On Wednesday, Donald Trump’s nominee for Secretary of State Rex Tillerson attended Senate Foreign Relations Committee confirmation hearing. Responding to the senators’ questions, Tillerson noticed that during 10 years, U.S. hasn’t reached its aim and hasn’t been able to make the Middle East a safer region.

According to him, the U.S. operations in Iraq and Libya didn’t improve the situation in the country but only destabilized it.

For instance, the decision to change Muammar Kaddafi’s regime including a military invasion in Libya was an unreasonable step taken by Barack Obama and the then-Secretary of State Hillary Clinton. The White House had no clear perception of what would happen after the power in Tripoli shifts. As a result, the civil war in Libya still goes on.

Talking about Libya, Tillerson also noticed Syria saying that such an interference would lead to the same terrible repercussions.

However, the Syrian case is a special one. For the first time, the U.S. failed to achieve its goal and exposed its weakness. Thus, in Dec. 2016, the leading U.S. media e.g. The Washington Post slammed Barack Obama who could do nothing to oppose the successful Damascus and its allies which pushed him away from the process of the Syrian settlement.

According to Tillerson, the incoming administration is going to distance itself from conflicts and conduct a more reasonable and peaceful policy.

But, unfortunately, we can only guess how the U.S. policy changes in case Tillerson becomes Secretary of State. The White House is known for having a hang-up about the world supremacy. American politicians adore claiming the U.S. is the true world leader. In their opinion, if Washington doesn’t want to take leadership, no one will, thus creating a vacuum for its enemies. As a result, the White House often uses force to promote its democracy and calls upon other countries to follow and take unreasonable and unpredictable steps.

To be noted is that if Tillerson wants to change the current line of interfering in other states’ policy, he will have to not only live up to his obligations but to cope with the tension inside the U.S.

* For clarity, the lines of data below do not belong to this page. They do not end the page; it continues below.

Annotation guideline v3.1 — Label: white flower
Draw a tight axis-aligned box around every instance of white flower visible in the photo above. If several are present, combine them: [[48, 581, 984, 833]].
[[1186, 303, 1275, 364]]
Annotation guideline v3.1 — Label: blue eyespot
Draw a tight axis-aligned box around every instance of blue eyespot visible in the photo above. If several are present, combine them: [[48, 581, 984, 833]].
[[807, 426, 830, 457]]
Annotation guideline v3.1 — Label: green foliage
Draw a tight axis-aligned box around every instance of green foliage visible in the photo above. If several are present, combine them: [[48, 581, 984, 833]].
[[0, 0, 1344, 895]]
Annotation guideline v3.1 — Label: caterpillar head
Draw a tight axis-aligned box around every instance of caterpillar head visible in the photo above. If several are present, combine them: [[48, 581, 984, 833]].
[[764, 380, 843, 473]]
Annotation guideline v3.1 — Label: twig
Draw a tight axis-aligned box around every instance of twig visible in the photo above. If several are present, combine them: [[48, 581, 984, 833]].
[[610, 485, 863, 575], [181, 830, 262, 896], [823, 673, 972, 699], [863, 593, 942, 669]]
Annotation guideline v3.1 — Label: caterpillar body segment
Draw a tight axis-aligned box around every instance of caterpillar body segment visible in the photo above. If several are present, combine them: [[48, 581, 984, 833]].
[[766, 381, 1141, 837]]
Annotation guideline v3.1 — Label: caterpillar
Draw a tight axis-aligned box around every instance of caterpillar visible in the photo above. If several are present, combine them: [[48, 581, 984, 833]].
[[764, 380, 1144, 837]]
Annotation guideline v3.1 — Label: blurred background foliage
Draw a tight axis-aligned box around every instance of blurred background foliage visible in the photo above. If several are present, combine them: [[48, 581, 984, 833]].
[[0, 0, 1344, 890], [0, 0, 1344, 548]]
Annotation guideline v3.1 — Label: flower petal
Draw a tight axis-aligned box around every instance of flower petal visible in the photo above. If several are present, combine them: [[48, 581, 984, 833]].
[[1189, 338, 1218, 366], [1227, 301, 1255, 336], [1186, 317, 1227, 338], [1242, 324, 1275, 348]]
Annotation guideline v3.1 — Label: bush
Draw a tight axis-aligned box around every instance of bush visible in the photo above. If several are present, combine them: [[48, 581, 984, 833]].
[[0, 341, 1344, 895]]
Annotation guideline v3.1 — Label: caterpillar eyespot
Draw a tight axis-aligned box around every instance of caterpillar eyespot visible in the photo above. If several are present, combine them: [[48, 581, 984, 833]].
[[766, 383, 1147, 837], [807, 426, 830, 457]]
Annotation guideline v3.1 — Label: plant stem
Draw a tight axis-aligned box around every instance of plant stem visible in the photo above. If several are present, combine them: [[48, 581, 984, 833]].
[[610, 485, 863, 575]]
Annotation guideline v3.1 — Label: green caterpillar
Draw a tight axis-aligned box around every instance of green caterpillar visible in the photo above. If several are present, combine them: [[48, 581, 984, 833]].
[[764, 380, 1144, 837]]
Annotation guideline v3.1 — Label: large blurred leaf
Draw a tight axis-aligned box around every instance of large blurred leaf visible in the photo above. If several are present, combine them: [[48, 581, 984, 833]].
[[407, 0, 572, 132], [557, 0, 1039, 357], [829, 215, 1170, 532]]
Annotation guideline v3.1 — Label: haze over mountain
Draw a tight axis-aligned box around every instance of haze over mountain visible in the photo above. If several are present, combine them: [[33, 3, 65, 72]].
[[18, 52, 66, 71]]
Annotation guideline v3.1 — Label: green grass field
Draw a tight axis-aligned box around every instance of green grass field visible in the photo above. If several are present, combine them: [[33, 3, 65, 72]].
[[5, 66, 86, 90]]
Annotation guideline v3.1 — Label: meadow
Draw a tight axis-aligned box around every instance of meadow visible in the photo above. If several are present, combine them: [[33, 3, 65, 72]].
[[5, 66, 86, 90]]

The peoples of Syria and of other Middle East countries can only hope that the incoming State Secretary succeeds, and the U.S.-led Coalition stops killing civilians while Washington cuts off its support for the terrorists and puts an end to destabilizing the situation in the region. Besides, American politicians must at least apologize for what they did in many countries they tried to feed their ‘democracy’ to.